On the other hand, Bernie is clearly fringe – even Madison’s friend Josh (Julian Dennison) doesn’t take him seriously – and his last line is an interrupted invitation to her dad to be a guest on his podcast. And he doesn’t really save Madison and Josh, despite her claim. He and his kooky ideas put them in danger (they wouldn’t have been in Hong Kong during the monster fight without his help breaking into the facility in Florida), and he is not the one who takes action to stop Mechagodzilla. Josh does, while Bernie is resigned to his fate.
And even though the Hollow Earth scenery is cool (seriously – so cool) this functions less as a reinforcement of fringe pseudoscience to be taken seriously and more as a reference point to earlier science fiction and fantasy but also an expansion of its possibilities. As Adam Wingard indicated in an interview with IGN, “I didn’t want it to be just caves”; instead, he wanted it to feel like a journey to an alien planet.

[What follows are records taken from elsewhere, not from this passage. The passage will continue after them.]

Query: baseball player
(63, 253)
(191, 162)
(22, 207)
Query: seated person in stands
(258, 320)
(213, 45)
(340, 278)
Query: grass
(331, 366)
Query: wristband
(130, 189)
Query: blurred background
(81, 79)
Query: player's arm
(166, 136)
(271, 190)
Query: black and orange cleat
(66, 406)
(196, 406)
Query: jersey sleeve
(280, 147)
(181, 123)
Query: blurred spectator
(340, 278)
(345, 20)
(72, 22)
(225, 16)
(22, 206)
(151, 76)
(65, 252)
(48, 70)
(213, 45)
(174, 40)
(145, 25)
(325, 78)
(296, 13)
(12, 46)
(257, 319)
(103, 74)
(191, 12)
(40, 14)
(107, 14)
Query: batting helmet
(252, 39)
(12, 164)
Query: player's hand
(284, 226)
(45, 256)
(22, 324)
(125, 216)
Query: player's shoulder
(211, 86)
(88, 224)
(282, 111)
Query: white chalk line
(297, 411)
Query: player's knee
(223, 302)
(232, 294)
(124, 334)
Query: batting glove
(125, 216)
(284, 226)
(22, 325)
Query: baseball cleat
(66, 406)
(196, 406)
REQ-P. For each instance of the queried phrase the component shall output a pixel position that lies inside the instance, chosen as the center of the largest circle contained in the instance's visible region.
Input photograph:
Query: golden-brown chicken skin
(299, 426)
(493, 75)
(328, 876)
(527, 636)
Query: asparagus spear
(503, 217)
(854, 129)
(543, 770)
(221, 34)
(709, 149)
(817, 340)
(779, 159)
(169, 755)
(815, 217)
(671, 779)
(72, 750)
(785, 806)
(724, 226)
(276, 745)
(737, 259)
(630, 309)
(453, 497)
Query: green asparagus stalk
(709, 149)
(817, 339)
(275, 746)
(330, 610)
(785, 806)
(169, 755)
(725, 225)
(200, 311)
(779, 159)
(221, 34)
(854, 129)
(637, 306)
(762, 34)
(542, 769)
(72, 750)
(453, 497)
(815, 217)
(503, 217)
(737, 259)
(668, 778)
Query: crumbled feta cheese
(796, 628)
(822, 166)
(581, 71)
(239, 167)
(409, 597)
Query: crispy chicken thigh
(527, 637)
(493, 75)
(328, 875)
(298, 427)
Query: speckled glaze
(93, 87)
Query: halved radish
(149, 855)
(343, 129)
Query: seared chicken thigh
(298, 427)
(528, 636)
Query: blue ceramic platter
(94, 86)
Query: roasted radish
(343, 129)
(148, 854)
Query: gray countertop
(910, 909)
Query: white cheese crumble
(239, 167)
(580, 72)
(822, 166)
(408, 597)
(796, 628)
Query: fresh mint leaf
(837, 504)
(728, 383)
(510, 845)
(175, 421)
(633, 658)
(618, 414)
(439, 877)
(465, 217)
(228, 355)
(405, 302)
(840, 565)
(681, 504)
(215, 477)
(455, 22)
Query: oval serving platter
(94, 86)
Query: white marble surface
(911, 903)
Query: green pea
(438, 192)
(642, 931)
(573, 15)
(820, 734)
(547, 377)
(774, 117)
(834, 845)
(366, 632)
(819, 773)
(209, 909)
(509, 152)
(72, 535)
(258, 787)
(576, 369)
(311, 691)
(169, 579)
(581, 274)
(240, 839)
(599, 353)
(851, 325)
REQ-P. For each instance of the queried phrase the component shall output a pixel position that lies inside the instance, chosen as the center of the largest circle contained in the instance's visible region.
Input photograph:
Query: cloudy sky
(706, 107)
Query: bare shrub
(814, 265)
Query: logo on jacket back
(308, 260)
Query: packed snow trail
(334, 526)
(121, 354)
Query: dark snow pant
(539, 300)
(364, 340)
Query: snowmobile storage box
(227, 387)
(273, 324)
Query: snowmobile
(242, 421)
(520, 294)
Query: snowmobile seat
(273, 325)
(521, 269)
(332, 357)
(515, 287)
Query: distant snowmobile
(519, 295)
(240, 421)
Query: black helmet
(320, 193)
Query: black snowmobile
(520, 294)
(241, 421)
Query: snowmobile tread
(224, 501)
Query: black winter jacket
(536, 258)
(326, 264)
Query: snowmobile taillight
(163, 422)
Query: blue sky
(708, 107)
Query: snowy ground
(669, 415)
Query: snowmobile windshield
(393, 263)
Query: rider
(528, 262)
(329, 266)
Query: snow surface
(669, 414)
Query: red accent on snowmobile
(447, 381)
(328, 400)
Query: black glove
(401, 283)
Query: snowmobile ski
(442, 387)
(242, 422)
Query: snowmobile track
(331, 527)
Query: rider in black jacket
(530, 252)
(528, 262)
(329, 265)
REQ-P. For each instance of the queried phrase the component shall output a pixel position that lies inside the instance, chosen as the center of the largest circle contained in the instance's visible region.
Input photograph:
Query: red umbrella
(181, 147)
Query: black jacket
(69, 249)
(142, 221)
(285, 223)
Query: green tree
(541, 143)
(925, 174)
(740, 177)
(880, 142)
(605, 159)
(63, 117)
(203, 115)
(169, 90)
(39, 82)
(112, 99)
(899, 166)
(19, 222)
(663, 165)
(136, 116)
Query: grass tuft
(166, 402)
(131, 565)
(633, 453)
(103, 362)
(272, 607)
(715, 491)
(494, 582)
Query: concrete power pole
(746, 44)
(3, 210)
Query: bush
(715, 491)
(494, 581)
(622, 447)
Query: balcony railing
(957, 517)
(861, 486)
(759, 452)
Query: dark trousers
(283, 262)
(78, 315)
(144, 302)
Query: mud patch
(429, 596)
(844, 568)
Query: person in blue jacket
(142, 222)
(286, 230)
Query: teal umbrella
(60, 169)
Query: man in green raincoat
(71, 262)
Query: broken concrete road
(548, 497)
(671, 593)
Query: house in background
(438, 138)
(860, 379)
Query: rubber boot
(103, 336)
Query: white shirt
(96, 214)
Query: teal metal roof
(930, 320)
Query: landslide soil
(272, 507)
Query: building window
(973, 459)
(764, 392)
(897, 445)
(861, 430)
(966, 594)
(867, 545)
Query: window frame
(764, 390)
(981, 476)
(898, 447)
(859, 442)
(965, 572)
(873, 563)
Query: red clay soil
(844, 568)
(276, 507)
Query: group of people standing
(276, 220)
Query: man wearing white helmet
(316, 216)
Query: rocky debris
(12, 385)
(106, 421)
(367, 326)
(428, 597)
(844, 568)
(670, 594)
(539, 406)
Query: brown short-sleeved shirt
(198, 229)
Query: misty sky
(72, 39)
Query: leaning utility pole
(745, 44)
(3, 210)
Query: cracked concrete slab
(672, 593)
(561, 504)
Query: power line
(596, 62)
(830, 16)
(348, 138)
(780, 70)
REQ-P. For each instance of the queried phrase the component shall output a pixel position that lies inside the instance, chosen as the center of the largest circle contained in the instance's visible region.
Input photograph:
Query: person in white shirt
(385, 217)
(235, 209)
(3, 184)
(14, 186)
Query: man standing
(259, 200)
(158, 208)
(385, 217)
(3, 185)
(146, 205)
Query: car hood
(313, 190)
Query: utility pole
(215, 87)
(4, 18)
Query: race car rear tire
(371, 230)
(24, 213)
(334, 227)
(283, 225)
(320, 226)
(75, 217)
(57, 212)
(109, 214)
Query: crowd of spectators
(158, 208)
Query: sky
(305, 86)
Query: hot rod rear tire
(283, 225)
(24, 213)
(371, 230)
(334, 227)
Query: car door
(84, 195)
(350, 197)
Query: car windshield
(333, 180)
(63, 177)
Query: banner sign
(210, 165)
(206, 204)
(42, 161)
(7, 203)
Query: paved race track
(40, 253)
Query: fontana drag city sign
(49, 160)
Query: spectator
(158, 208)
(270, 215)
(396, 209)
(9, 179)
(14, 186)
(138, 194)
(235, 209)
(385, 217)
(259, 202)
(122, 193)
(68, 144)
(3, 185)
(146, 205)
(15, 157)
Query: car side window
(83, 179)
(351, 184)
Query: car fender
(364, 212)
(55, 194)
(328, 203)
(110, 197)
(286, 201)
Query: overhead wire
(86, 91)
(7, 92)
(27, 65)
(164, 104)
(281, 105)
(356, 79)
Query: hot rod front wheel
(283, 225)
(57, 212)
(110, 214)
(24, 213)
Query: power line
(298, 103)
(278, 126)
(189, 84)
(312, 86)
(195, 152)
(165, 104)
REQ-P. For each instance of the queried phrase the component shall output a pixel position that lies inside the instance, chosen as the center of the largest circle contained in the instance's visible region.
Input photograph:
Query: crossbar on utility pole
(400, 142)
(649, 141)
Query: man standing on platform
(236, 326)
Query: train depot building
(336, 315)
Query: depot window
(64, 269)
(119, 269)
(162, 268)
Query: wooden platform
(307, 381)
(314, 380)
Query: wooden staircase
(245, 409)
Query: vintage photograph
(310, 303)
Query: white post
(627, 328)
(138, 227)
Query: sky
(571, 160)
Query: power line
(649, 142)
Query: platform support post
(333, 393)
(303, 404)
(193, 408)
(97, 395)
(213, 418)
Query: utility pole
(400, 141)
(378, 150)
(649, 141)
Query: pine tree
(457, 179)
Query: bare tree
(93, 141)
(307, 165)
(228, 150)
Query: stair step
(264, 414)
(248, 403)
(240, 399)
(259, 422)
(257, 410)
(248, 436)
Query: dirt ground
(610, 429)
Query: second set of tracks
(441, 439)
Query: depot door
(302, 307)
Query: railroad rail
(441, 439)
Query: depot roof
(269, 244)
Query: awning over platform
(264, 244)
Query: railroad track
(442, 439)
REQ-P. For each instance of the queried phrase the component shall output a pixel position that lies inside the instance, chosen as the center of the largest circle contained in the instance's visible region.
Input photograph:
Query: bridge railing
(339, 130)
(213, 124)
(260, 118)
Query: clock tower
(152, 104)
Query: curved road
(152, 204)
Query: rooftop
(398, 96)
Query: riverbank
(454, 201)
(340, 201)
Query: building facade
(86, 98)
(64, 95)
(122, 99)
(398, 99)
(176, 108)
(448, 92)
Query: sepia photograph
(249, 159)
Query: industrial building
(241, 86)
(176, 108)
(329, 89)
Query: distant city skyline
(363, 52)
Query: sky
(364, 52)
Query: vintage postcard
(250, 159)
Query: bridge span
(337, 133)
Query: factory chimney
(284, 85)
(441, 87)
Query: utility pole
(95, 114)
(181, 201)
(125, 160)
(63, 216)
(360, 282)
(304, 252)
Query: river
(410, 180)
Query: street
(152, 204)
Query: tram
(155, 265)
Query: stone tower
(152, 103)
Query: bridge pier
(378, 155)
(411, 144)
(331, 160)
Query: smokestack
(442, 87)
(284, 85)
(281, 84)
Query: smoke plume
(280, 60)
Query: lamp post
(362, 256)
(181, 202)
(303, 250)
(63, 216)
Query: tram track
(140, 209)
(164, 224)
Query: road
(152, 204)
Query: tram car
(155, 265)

Ultimately, then, the question remains: Is Godzilla vs Kong a critique or embrace of conspiracy thinking? It’s hard to tell. The movie is confused – just like its ideas. Alissa Wilkinson’s description for the film for Vox is perfect: “Mild bafflement reigns throughout.”
Despite the confusion, for me, this dumb fun starts to raise serious questions when it makes space for dumb conspiracies, too.
Christy Tidwell is Associate Professor of English & Humanities at the South Dakota School of Mines & Technology. She writes about science fiction and horror both as an academic and as a fan, including in Gothic Nature and Horror Homeroom.